Her brows came down and she became angry at once, her eyes flashing.
‘Mark Fenner,’ she said. ‘There was never Frank. Frank thought there was Frank, but Frank always did, didn’t he? Damn him, he always seemed to be in the way when I thought I’d got you to myself!’
I grinned. This was more like the old Helen. I hadn’t made a mistake, after all. She hadn’t changed inside.
‘I tried to tell you in half a dozen ways that it wasn’t Frank,’ she said sharply. ‘But it isn’t the girl who has to make the running. You ought to know that. I couldn’t take you on one side and knock it into your thick skull with a hammer, could I?’
I pulled her into my arms again and kissed her fiercely.

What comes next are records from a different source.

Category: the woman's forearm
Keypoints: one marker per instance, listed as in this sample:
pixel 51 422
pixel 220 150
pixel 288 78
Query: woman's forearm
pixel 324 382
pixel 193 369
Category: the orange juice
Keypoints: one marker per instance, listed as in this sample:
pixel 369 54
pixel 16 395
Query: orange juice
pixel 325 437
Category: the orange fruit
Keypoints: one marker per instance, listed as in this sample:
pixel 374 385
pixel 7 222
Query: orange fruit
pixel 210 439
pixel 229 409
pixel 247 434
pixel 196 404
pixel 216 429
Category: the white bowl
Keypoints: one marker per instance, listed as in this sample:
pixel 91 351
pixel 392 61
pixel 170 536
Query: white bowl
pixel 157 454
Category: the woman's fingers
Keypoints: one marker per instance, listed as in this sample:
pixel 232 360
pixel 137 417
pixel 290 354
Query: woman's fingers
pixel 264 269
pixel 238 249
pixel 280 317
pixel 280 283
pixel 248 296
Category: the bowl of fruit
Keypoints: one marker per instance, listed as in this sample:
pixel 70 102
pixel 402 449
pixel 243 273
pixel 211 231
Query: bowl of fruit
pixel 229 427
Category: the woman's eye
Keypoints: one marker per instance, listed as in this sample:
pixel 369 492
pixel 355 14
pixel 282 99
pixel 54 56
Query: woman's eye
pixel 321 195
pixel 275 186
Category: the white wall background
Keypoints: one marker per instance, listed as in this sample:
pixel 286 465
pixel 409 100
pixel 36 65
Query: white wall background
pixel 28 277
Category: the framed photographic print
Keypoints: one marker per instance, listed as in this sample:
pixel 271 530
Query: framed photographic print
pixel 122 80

She pushed me away and stared at me, her eyes on mine, large and shining.
‘You’ve changed,’ she said, smiling. ‘You’re more authoritative.’
‘I’m a sergeant,’ I said. ‘Sergeants have to be authoritative.’
‘It suits you.’
‘I’ll have to tell Bold you approve. I’ve been modelling myself on him, as the best example I could find.’
‘You’ve lost your shyness, I think.’
‘Not much chance of shyness when you’re living in a barn with thirty or forty others.’
She put her
head on one side and stared at me. A strand of fair hair fell over her nose and she blew at it as she always used to, in the way that always delighted me so much.
‘Remember the night of the riots after they sank the Lusitania?’ she asked.
‘Will I ever forget it?’ I said. ‘I ended up doing C.B. for Bold, and never saw you again properly afterwards.’
‘You were like this that night too. That’s how I always tried to remember you.’
‘I’ll keep it up. Strangely enough, I don’t find it so hard these days. There must be something in what Bold’s always said about me.’
She put her arms round me again and held me tight, her cheek against mine.
‘Oh, Fen,’ she said. ‘We’ve been such fools.’
‘Not you,’ I said. ‘Me. I’m the fool.’
‘Molly always told me what happened to you. Locky’s letters were full of you and she always passed it on. She knew, you see, like Locky did. I might have written to you but you never wrote to me and I thought there might be someone else.’
‘There never was. There never will be.’
She suddenly realised we were still standing in the middle of the room, and she laughed.
‘I don’t know why we’re standing here,’ she said. ‘Go and sit down. I’ll get something to eat.’
I sat on the bed which had been arranged with cushions to look like a settee and she disappeared into the kitchen to put the kettle on the stove. She was a while preparing the food and the flat was warm and I promptly began to doze. We always fell asleep when we were left alone. Tim Williams always said we’d make wonderful tenants for overcrowded houses after the war. After we’d dropped off, he said, the family could stand us up in the corner and give the bed to someone else.
I dreamed of warmth and womanly sweetness, but the dream grew darker and I woke in confusion. Things were banging round me and the air seemed hot and stuffy and I thought I was in a dugout and the roof had come in on me. I started to lash out, then I saw Helen kneeling alongside me, gently holding my arms.